Fighting and thinking RAN Chief of Navy Vice Admiral Michael Noonan sees his service as a ‘fighting’ and a ‘thinking’ force. In this context, the Chief noted (in his Foreword to the strategy) that, “As a fighting and thinking navy, we must leverage these advances [provided by unmanned systems] to … transform, and improve, our ability to fight and win at sea.” Such advances must be leveraged, he continued, to support delivery of the five ‘Navy Outcomes’ (also known as 4PC): force protection; force projection; partnership to improve joint force integration; maximising force potential; and control (namely, sovereign capability).
The RAS-AI Strategy 2040 defines the challenges and opportunities presented by unmanned systems, and sets out how the RAN aims to develop lines of effort to realise their benefits, especially in enhancing warfighting output and the role of people therein.
“In embracing technology, we must remember that warfare is, and will remain, a fundamentally human activity.
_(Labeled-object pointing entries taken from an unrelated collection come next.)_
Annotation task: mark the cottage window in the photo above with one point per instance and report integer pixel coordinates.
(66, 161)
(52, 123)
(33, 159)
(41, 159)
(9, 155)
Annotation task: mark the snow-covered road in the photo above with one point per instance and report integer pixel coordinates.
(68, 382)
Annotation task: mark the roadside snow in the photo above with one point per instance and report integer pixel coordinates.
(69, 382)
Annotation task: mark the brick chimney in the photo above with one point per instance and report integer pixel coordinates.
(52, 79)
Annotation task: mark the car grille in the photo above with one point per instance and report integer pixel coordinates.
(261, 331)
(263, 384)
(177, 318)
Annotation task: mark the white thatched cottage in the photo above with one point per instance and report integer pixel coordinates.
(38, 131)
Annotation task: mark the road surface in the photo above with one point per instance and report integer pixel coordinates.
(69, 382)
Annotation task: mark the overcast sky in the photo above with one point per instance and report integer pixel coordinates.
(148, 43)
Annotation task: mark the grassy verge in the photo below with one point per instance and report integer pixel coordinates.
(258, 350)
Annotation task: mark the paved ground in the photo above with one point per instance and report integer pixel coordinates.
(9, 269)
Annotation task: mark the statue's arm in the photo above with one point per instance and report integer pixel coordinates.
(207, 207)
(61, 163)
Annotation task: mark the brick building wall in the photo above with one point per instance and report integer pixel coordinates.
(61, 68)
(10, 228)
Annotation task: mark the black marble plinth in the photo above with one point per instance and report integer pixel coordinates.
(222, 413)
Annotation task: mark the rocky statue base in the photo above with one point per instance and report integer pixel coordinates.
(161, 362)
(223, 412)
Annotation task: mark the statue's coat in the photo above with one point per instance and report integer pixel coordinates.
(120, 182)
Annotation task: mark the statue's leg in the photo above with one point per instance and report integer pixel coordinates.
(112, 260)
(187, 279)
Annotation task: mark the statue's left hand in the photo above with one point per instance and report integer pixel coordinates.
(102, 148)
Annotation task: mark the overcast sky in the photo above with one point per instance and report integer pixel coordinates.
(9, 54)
Our people will be at the core of our technological advances, and we must design systems with them at the centre,” Vice Adm Noonan wrote. “RAS-AI [Robotics, Autonomous Systems, and Artificial Intelligence] will make our people better warfighters, and will enable us to achieve expanded reach across the region.”
In the strategy, the RAN presented its technology context, vision, and design principles for developing its RAS-AI approach and capability. The navy noted that military-off-the-shelf (MOTS) technologies developed by other Australian services or international partners do not necessarily provide the right capability or capacity to meet the limitations, constraints, and opportunities inherent in Australia’s unique geostrategic maritime environment. To meet such bespoke needs, the document, while not singling out specific technologies, defined the drivers, trends, and challenges that RASAI create for maritime forces, seeking in particular “common enablers that will be required to make the navy ‘RASAI ready’”. Looking out to the 2040 timeframe, the strategy will be supported by a campaign plan consisting of milestones, key performance indicators, lines of effort metrics, and a strategy review (timetabled for 2024).
According to the RAN, the regional geography it operates in is defined by distance and challenging environmental conditions. Across and through this geography, forces (including unmanned systems) must: build common operating pictures; maintain long-range communications; collect, process, and disseminate information in a timely manner; and generate massed effects in multiple locations. Here, the navy noted the role of unmanned systems in operating independently but also in complementing manned platform operations.